Manuel Pizarro once again expressed his gratitude to the specialists of this hospital, who allowed “all patients to be treated in good conditions in terms of protecting their health and less good in terms of waiting times.”

Asked if the nurses’ strike could have had an effect on longer waiting times, he replied that at that level it had no effect because minimum services covered emergency services.

Despite more pressure at Santa Maria Hospital, the minister said there was higher demand in the emergency room, which he said was not “unexpected” and therefore authorities presented a contingency plan.

But, he stressed, “in essence, the hallmark of these early days of greater flow to the emergency room was the excellent responsiveness of the main units of the National Health Service.”

Asked if the contingency plan would solve the emergency, the minister replied in the negative, explaining that addressing the problem requires “structural and deep measures” to be taken in phases over the next year.

But, he assured, this will ensure that “many more emergencies in the country continue to function in good conditions, as is happening today,” and will allow “mitigating the situation” in one or another more problematic emergency.

As to the reasons for the increased pressure on hospitals in Lisbon and Vale do Tejo, the minister said that “there are likely to be many reasons for this”, one of which is the “lower responsiveness of primary health care”.

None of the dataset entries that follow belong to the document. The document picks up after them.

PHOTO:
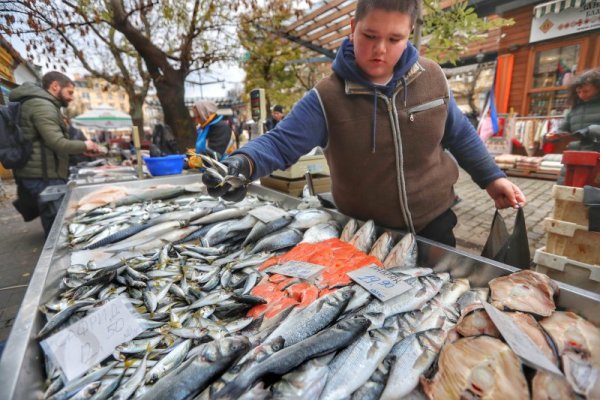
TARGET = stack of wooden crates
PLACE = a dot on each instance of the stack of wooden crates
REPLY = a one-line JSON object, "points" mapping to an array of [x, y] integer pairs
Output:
{"points": [[572, 252], [292, 180]]}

He recalled that Lisbon and the Tagus Valley are also the region where the problem of patients in hospitals for social reasons is most difficult to solve.

One of the measures already taken, which the plan wants to strengthen, is to try to create an alternative for people who need medical advice but do not need to go to the emergency room.

The minister clarified that it will always be an act of the user’s own availability to opt out of this resource and what SNS will try to offer on the same day or the next day after the consultation at their medical center.

“Ideally, we will try to discourage people from going to the hospital. That is why we are calling for the first contact with SNS 24,” he explained.

The Minister acknowledged that Lisbon and the Tagus Valley would certainly be a region where this practice would be more difficult, but added that additional measures would be taken, namely with the appeal to specialists, which is already being done and which 36 health centers are allowed to do. extended work hours.

Asked if this response could include reaching out to the private sector, Manuel Pizarro said the plan has activation levels that could justify reaching out to the social sector and the private sector if needed to optimize the response.

As for the ambulances that remain parked outside hospitals for hours, the minister said that this is a reality that is “of great concern” but is limited to three or four hospital wards.

“Most worrying” is that these aids remain in the hospital at a stage when they may be needed to help other users.

“Hospitals need to rethink their patient flows and create a development model for stretcher production, new facilities, and this is already being done in some places,” he defended.